For a firm that probably would have collapsed without government capital, debt guarantees and generosity of Mr. Buffet and fast-track approval to turn itself into a commercial bank such large profits sounds a little fishy. Moreover the hand out huge bonuses,comparable to what it was paying before the crisis.

However simple economics say that in any business if a single firm is making super normal profits, will attract new players and will ultimately bring down the profits to the normal levels and I believe that this precisely will be case with the US financial services industry. Thus the profit figures on which the US and the global markets are rallying today will abate gradually.

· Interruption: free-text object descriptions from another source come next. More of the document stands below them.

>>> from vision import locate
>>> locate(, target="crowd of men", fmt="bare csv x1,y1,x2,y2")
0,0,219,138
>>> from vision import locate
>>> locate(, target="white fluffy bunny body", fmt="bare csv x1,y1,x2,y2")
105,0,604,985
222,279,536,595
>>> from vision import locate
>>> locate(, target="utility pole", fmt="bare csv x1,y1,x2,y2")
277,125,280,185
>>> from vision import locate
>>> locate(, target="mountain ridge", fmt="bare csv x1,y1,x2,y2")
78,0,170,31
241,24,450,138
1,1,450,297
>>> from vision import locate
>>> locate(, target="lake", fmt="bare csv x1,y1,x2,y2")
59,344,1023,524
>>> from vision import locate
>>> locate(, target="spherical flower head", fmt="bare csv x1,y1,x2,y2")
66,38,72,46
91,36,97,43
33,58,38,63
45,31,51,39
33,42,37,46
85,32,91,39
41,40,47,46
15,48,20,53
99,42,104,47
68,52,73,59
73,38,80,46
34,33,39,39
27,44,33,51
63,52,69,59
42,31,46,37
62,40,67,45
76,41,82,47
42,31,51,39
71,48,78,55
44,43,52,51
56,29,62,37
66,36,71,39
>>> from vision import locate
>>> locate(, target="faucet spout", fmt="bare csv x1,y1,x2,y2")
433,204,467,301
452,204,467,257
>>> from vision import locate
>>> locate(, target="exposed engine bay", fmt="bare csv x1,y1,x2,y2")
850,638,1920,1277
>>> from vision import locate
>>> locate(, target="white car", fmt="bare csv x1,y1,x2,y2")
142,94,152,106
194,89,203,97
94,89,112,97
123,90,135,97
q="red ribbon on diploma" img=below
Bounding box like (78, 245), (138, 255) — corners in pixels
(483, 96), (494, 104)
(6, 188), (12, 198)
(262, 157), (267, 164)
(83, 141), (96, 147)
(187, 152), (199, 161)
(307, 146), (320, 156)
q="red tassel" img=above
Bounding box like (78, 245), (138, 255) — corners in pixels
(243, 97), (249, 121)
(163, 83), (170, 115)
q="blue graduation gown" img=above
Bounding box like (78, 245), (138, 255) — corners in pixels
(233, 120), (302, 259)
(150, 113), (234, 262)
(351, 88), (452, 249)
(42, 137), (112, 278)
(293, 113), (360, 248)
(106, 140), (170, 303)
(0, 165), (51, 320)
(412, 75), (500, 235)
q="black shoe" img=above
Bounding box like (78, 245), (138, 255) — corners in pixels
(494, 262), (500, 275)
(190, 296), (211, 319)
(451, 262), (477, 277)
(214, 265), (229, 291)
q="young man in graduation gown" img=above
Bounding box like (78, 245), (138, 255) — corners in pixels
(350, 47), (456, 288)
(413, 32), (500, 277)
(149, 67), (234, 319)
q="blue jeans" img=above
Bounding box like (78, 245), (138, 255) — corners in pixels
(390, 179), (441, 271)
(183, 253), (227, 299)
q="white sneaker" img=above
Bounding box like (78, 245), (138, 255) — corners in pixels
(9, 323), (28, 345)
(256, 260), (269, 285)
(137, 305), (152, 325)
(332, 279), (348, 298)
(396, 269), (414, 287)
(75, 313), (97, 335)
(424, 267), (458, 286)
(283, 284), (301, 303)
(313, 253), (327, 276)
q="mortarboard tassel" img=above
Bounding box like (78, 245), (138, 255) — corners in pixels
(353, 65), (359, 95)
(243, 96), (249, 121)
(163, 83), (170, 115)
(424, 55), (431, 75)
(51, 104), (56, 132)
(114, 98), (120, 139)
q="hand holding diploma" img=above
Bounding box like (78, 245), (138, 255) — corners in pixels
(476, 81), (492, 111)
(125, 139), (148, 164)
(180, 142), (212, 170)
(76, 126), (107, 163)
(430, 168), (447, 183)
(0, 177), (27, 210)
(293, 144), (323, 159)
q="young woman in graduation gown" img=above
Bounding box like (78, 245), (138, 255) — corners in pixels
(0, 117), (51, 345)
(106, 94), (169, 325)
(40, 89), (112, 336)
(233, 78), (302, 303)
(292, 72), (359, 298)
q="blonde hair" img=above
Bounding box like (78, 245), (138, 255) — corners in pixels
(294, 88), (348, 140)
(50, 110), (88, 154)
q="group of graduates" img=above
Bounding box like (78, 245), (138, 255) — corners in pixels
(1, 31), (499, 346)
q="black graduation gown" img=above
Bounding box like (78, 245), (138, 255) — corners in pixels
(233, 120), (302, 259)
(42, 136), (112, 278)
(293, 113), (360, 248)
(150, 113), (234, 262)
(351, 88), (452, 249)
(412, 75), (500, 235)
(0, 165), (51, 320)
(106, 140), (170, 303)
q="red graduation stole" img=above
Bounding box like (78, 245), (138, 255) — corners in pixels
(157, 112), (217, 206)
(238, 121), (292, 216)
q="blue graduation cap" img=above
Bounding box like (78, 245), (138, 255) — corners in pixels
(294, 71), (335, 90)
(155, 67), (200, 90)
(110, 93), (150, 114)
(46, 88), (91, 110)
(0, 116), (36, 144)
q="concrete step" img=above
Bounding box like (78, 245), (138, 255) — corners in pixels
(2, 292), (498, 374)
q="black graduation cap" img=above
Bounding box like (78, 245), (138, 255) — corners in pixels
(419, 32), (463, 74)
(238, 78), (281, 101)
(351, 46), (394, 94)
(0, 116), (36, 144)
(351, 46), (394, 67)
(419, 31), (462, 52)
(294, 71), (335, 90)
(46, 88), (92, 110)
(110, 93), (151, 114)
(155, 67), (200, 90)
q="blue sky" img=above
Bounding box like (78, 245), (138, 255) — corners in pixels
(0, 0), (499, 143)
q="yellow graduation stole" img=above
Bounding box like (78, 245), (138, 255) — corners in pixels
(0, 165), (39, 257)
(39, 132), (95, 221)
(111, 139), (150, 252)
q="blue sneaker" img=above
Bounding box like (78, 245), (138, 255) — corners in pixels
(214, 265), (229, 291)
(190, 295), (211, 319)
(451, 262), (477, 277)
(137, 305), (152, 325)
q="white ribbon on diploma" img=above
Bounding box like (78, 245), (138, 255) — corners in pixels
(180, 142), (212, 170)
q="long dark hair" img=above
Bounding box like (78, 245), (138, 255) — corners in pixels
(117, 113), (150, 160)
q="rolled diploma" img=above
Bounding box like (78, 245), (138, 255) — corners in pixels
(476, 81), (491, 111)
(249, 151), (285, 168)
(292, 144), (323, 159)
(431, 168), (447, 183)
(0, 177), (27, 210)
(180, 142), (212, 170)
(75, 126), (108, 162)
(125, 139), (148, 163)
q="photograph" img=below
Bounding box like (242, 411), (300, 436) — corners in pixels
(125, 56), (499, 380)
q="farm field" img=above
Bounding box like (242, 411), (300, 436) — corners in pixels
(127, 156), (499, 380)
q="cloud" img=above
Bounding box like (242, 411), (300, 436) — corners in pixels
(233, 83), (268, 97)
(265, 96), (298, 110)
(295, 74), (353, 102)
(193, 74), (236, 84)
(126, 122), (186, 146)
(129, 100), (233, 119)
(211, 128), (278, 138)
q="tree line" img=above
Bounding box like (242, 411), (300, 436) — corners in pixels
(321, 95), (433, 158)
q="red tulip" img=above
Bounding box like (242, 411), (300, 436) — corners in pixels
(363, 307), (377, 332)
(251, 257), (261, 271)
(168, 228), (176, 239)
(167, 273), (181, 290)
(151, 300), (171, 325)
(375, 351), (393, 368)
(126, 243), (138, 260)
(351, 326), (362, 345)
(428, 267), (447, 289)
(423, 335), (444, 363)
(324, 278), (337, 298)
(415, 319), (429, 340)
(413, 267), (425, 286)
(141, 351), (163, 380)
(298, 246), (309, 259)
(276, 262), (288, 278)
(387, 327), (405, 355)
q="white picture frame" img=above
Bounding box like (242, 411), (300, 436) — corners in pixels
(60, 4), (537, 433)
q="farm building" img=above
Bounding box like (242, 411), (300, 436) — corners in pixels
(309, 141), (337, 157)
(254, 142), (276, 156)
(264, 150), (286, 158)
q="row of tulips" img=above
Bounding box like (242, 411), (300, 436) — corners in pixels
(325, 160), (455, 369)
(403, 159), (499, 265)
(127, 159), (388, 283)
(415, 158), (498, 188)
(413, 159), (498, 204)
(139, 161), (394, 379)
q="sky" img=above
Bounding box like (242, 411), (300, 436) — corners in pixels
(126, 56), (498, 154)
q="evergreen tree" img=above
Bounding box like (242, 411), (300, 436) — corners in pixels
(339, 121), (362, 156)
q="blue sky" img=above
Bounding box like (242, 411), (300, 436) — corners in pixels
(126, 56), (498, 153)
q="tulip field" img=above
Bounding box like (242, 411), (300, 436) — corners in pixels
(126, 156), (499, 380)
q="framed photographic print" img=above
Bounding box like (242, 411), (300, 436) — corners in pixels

As Mr. Paul Krugman Says "Goldman very much included, benefited hugely from the government’s provision of a financial backstop — an assurance that it will rescue major financial players whenever things go wrong. The huge bonuses Goldman will soon hand out show that financial-industry high fliers are still operating under a system of heads they win, tails other people lose. If you’re a banker, and you generate big short-term profits, you get lavishly rewarded — and you don’t have to give the money back if and when those profits turn out to have been a mirage. You have every reason, then, to steer investors into taking risks they don’t understand. The bottom line is that Goldman’s blowout quarter is good news for Goldman and the people who work there. It’s good news for financial superstars in general, whose paychecks are rapidly climbing back to pre crisis levels. But it’s bad news for almost everyone else.
Hence the true recovery, at least for the Indian context will not happen if Goldman reports higher profit, but will occur when the basic macroeconomic data like the commercial vehicles sales, steel and cement production will start showing positive signals. These are the sectors one should invest because whenever the economic will take place they will definitely gain for sure.